Like the rest of the country, which isn’t short on human resource, service is of the more-is-more variety. As you wander around reception for a mooch, expect about five members of staff ready to check if you need anything. The trick is to silence your English preference for no fuss; just kick back, enjoy the personal attention and make pals with the staff. They’re lovely.
As a large, luxury hotel (and one with demanding clientele), nothing is too much trouble here. Need a tour guide? They’ll sort it. A rejuvenating massage? Try their signature treatments. Even those torn between spa time and exploring Hyderabad can opt for their Brisk Spa: quick but effective treatments that leave guests feeling like new. There’s a gym, outdoor pool (a bit awkward to get to, mind), small hydrotherapy area, salon, wellness rooms for those who prefer in-room self-care, and a health menu too.
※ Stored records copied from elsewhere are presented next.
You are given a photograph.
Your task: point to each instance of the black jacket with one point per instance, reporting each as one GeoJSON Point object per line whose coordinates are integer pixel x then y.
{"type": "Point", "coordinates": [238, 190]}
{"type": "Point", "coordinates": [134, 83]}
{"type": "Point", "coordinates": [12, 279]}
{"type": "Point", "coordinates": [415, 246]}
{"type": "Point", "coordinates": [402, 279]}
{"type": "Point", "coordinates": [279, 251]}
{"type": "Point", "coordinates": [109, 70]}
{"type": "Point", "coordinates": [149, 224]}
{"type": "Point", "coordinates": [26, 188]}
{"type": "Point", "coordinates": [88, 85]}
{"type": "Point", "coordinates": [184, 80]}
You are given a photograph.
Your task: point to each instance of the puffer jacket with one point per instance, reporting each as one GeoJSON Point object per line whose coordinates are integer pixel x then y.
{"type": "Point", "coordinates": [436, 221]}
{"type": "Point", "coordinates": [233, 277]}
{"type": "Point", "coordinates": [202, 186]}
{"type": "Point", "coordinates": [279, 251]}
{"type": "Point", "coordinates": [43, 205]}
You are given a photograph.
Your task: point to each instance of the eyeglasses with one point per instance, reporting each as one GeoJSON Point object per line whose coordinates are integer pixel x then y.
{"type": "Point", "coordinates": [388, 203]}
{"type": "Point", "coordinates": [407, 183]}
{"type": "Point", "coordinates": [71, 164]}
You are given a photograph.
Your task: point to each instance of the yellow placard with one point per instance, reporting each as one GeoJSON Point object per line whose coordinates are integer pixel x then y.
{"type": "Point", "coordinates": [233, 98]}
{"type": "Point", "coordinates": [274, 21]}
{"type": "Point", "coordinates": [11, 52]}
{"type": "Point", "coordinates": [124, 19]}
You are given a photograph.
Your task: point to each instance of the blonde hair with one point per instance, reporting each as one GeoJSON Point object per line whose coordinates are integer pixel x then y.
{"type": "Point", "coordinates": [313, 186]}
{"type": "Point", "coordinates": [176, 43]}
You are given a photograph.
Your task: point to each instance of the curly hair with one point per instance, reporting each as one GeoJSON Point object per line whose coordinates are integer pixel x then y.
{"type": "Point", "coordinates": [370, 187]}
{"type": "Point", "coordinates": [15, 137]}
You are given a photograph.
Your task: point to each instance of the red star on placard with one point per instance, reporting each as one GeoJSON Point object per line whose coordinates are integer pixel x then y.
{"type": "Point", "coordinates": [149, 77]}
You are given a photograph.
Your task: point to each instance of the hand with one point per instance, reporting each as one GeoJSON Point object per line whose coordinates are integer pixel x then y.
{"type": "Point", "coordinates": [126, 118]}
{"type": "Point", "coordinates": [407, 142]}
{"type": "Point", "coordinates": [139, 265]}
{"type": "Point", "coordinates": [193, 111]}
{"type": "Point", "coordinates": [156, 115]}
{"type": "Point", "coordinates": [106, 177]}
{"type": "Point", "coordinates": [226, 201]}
They’re big on environmental issues – ITC is the only company in the world of its size to have been carbon positive for 13 years and water positive for 16 years – so you can bask in its beautiful surrounds knowing it won’t cost the earth.
Food and drink 5/5
This is where the higher levels of Indian hotels shine, and the ITC Kohenur is a prime example.
Breakfast at the Golconda Pavilion is a feast, a feast I tell you, involving never-ending rows of buffet food, from delectable breads and pastries (try the sugar-free cashew muffin), to freshly-made smoothies, to bircher pots. Go easy the unusual hot food items, like mushroom fricassee and the spiced-up baked beans, for the south Indian fayre. It’s not often you can begin your day with a nose-wateringly hot egg curry or freshly-made masala dosa.
This sets the bar for some fine restaurants within the hotel’s angled walls. Ottimo is the brand’s Italian restaurant, and Yi Jing is contemporary Chinese cuisine that is as playful as it is divine-tasting – it might not have the reputation of Hakkasan or Nobu just yet, but the cleverly-presented dishes, like mushroom bao shaped like a mushroom (£3.70), and edamame dumplings given the form of a soya bean pod (£3.70), are just as moreish. You can shake the chef’s hand (if it’s clean) on your way out, as the kitchen is open. Time it right, and you’ll see them expertly make noodles from dough to pan.
But top of the tastebuds is Dum Pukht Begums, a restaurant of traditional Indian cuisine served exactly the way it should be. They’ve everything from succulent lamb kebabs (£16) to garlicky naans, but leaving Hyderabad without trying their local dish of biryani is like going to Naples and forgoing a pizza. Originally created as a one-pot dish for moving troops, the secret is to slowly steam layers of rice, vegetables, spices and uncooked meat, in our case, goat (£16) together, with fire underneath and embers on its lid, so it delicately marinates and cooks at the same time. Served with a glass of Champagne or higher-level quality Indian wine, and salmon and veg will never quite have the same appeal.
Once you’re checked in, make a beeline for the outdoor bar at the top of the building. It offers views of Hyderabad it all its glory: the modern, bustling Hi-tec City on one side; and the shimmering lights of Old Hyderabad on the other.
Shilpa was a guest of Jet Airways (flights from London to Hyderabad start at £419) and ITC Kohenur, Plot No. 5, Survey No. 83/1, Hyderabad Knowledge City, Madhapur (HITEC City), Hyderabad, 500081 (Rooms start from around £150 a night).